Moonbeams and Cheese
John A. Ward

I wanted to write a poem for Anne for Valentine's Day, but not about hearts. Everybody writes about hearts.  I decided to write about pears.  Pears are shaped like mandolins, half mandolins, without the strings and the hole where the sound goes in and resonates.  They're also shaped like schmoos. Not "schmooze" as in wander around at a cocktail party and make small talk. I mean Al Capp's schmoos, little, white, blubbery, smiley things that are always happy, even when people kick them. 

But then, I started thinking about Al Capp's women.  They lived in Dogpatch. From the name, you get an idea of the ambiance of the place.  My first girlfriend, before I really knew what girls were and was still too shy to find out with a real one, was Moonbeam McSwine.  She was a brunette who wore a black minidress, raggedy at the edges.  She had a pet pig and lived in a barnyard. 

There were other women, too, most of them real knockouts, like Apassionata Von Climax and Stupefying Jones.  The latter was played by Julie Newmar in the Li'l Abner musical.  It had one run and was never revived. 
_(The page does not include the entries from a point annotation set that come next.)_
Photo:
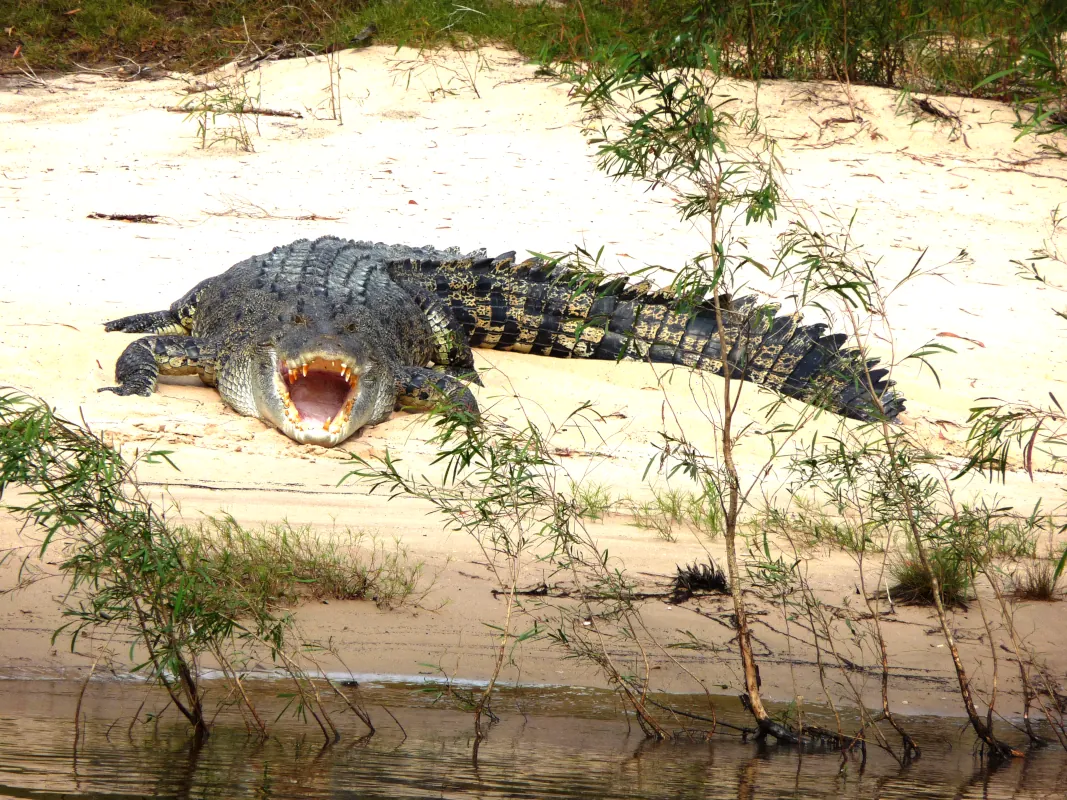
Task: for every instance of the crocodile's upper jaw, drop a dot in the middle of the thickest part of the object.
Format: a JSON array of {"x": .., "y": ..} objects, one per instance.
[
  {"x": 317, "y": 398},
  {"x": 318, "y": 393}
]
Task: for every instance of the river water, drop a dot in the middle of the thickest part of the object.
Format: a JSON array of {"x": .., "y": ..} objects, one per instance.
[{"x": 548, "y": 744}]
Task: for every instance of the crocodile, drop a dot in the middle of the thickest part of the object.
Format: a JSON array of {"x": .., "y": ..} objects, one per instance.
[{"x": 322, "y": 337}]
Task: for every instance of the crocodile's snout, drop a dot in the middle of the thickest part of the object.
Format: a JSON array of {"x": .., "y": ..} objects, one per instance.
[{"x": 319, "y": 393}]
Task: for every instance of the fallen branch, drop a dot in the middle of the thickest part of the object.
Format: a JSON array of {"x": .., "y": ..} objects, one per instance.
[
  {"x": 242, "y": 110},
  {"x": 147, "y": 219}
]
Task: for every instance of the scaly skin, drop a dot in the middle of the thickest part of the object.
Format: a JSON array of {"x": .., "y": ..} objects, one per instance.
[{"x": 320, "y": 338}]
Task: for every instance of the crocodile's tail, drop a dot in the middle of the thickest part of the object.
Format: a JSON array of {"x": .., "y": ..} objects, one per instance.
[{"x": 535, "y": 307}]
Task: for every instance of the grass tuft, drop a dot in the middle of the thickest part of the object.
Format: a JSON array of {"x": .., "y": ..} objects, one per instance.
[
  {"x": 913, "y": 585},
  {"x": 704, "y": 578},
  {"x": 1039, "y": 580},
  {"x": 285, "y": 565}
]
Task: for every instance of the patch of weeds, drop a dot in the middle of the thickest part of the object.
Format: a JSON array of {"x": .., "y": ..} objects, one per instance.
[
  {"x": 671, "y": 508},
  {"x": 285, "y": 565},
  {"x": 592, "y": 501},
  {"x": 231, "y": 100},
  {"x": 1039, "y": 580},
  {"x": 703, "y": 578},
  {"x": 912, "y": 582},
  {"x": 810, "y": 526}
]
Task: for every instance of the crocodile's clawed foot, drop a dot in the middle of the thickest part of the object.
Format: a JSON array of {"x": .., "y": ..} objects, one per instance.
[{"x": 127, "y": 389}]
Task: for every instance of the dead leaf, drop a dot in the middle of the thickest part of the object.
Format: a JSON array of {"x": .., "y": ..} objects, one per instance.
[{"x": 957, "y": 336}]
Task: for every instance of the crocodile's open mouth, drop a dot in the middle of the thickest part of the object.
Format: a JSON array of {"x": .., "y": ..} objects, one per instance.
[{"x": 318, "y": 393}]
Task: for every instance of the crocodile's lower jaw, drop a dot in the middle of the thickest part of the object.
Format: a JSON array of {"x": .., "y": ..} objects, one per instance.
[{"x": 318, "y": 396}]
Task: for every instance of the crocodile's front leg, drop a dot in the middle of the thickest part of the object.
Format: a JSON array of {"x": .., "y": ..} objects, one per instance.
[
  {"x": 419, "y": 388},
  {"x": 145, "y": 360}
]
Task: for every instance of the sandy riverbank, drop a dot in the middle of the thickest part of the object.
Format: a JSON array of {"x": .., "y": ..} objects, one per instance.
[{"x": 420, "y": 159}]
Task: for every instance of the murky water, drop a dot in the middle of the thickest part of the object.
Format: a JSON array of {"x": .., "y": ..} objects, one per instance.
[{"x": 550, "y": 744}]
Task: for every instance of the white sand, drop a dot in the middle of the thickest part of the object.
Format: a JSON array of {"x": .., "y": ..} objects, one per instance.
[{"x": 431, "y": 162}]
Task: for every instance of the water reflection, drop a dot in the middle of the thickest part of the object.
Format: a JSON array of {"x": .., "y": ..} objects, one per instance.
[{"x": 532, "y": 755}]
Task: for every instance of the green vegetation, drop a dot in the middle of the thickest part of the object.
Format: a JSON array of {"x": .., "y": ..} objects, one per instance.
[
  {"x": 181, "y": 603},
  {"x": 1008, "y": 49},
  {"x": 913, "y": 584},
  {"x": 282, "y": 565}
]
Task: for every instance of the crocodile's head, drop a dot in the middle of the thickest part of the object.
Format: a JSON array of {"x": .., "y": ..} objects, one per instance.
[{"x": 319, "y": 389}]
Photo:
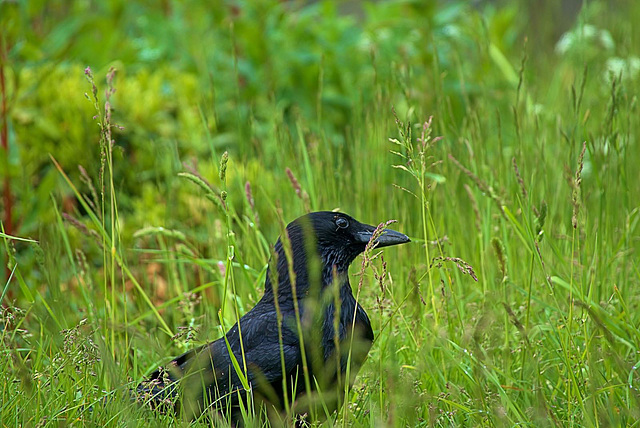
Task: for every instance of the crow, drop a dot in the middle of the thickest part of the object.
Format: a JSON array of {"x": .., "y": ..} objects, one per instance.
[{"x": 295, "y": 352}]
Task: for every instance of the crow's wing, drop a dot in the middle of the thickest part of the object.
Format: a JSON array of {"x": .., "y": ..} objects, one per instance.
[{"x": 210, "y": 367}]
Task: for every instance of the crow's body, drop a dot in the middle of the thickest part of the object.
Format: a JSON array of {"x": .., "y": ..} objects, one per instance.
[{"x": 323, "y": 245}]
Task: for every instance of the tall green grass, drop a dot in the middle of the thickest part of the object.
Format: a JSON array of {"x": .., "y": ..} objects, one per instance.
[{"x": 153, "y": 249}]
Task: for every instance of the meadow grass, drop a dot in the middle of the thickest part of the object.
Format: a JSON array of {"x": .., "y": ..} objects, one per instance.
[{"x": 511, "y": 166}]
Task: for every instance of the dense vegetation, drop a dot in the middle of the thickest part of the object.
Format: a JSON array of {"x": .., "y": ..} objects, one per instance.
[{"x": 155, "y": 151}]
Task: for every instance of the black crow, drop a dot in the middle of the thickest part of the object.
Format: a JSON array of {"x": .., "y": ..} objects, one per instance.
[{"x": 299, "y": 346}]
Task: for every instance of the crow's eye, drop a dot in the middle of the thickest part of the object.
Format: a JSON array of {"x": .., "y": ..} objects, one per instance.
[{"x": 342, "y": 223}]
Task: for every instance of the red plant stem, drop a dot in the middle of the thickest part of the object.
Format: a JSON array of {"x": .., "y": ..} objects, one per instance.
[{"x": 4, "y": 141}]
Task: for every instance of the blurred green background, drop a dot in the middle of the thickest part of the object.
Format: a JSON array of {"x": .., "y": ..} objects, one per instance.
[{"x": 547, "y": 335}]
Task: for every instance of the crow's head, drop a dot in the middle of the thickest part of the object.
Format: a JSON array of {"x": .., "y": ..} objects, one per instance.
[{"x": 334, "y": 239}]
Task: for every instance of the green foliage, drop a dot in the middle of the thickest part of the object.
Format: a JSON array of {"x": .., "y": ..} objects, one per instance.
[{"x": 152, "y": 250}]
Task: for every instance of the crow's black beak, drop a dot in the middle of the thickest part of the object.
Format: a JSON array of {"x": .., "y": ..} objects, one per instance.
[{"x": 388, "y": 237}]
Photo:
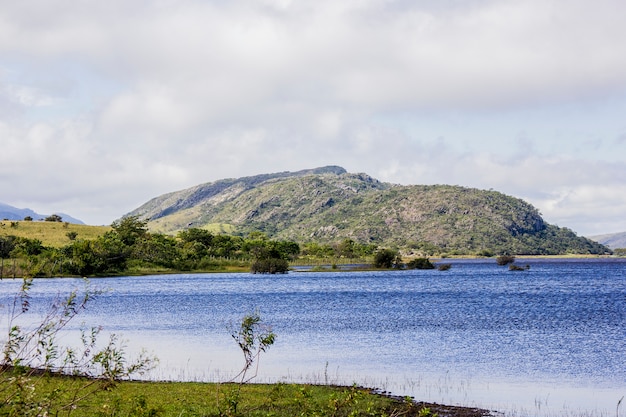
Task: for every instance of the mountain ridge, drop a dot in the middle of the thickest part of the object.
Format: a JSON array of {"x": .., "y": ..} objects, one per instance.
[
  {"x": 8, "y": 212},
  {"x": 329, "y": 204},
  {"x": 611, "y": 240}
]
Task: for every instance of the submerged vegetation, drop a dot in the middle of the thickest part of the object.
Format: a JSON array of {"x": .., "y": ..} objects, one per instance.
[
  {"x": 39, "y": 377},
  {"x": 129, "y": 248}
]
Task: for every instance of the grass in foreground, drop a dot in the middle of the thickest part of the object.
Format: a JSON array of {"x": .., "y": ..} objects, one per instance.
[
  {"x": 187, "y": 399},
  {"x": 52, "y": 234}
]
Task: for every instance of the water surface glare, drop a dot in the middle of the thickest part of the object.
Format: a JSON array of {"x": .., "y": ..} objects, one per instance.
[{"x": 547, "y": 341}]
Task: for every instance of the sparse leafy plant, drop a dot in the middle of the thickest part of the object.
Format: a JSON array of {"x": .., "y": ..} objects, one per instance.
[
  {"x": 503, "y": 260},
  {"x": 420, "y": 263},
  {"x": 31, "y": 356}
]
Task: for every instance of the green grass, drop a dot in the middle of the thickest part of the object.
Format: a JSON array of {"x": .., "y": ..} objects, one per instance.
[
  {"x": 52, "y": 234},
  {"x": 130, "y": 398}
]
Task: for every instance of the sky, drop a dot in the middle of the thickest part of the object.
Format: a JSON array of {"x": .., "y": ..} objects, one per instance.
[{"x": 107, "y": 104}]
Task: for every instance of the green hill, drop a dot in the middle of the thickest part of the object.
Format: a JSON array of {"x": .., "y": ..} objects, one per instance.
[{"x": 328, "y": 205}]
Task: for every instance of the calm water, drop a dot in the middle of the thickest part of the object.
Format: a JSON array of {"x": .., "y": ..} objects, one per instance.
[{"x": 547, "y": 341}]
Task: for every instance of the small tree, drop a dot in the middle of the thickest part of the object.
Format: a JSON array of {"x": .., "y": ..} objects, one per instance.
[
  {"x": 254, "y": 338},
  {"x": 31, "y": 354},
  {"x": 387, "y": 258},
  {"x": 420, "y": 263}
]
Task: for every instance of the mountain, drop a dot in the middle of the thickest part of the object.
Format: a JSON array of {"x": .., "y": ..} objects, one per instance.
[
  {"x": 612, "y": 240},
  {"x": 8, "y": 212},
  {"x": 327, "y": 205}
]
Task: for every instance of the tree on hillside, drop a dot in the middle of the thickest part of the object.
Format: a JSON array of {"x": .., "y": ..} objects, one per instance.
[
  {"x": 130, "y": 229},
  {"x": 387, "y": 258}
]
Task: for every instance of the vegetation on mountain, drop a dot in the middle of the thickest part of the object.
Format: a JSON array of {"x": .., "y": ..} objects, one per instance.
[
  {"x": 127, "y": 247},
  {"x": 612, "y": 240},
  {"x": 329, "y": 205}
]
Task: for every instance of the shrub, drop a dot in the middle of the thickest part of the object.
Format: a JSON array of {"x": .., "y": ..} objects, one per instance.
[
  {"x": 505, "y": 259},
  {"x": 385, "y": 258},
  {"x": 269, "y": 266},
  {"x": 420, "y": 263}
]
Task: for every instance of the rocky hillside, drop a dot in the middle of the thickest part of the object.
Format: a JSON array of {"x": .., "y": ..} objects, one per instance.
[
  {"x": 612, "y": 240},
  {"x": 327, "y": 205}
]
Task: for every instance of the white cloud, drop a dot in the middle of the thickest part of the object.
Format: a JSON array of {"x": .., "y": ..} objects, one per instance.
[{"x": 116, "y": 102}]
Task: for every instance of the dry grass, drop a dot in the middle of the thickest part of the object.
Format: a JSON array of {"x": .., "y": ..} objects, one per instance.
[{"x": 50, "y": 233}]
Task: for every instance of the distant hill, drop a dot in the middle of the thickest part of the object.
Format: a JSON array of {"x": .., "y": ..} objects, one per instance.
[
  {"x": 327, "y": 205},
  {"x": 8, "y": 212},
  {"x": 612, "y": 240}
]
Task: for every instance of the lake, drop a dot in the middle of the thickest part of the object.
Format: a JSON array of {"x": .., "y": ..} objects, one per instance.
[{"x": 547, "y": 341}]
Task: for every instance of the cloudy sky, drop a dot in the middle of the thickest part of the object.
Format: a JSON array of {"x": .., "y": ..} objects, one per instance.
[{"x": 106, "y": 104}]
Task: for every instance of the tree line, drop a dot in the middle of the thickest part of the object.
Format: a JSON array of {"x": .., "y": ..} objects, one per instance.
[{"x": 129, "y": 246}]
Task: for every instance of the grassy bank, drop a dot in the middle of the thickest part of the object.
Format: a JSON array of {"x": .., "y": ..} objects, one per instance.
[
  {"x": 53, "y": 234},
  {"x": 131, "y": 398}
]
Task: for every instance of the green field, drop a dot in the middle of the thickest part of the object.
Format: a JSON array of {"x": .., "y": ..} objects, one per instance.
[
  {"x": 52, "y": 234},
  {"x": 57, "y": 396}
]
I never met a real woman like Moonbeam McSwine, but I did meet Anne.  Anne lived two lives.  She moved back and forth, between the Blue Ridge Mountains and New York City, so she was sort of Moonbeam McSwine and Appasionata Von Climax all rolled into one, but don't tell her I said that.  She was the perfect woman for me, even though she didn't have a pet pig.  People said we were complete opposites and would never stay together.

We talked about it in the car on our way to the writing workshop, which came up before I got one word of the poem down, so maybe I'd get her a CD of romantic music instead.  

"Turn here," she said.  "That's the way we went last time.  It's shorter."

"No," I said.  "I'm going the way I always go.  The way you told me to go."

"I told you to turn back there."

"You told me to go this way the first time the Interstate was closed for construction.  There's no difference.  It's the same distance.  It just doesn't take as long the other way."

"No, it's shorter," she said. "You know, sometimes you're just, just."

"Just what?" she asked. "Just obstinate."

"Well, I wonder who I learned that from."

"From your father," I said.

"No," she said.  "I think I learned it from someone I've been a lot closer to these past few years." So when we got to Barnes and Noble, I bought her a grilled cheese sandwich for Valentine's Day.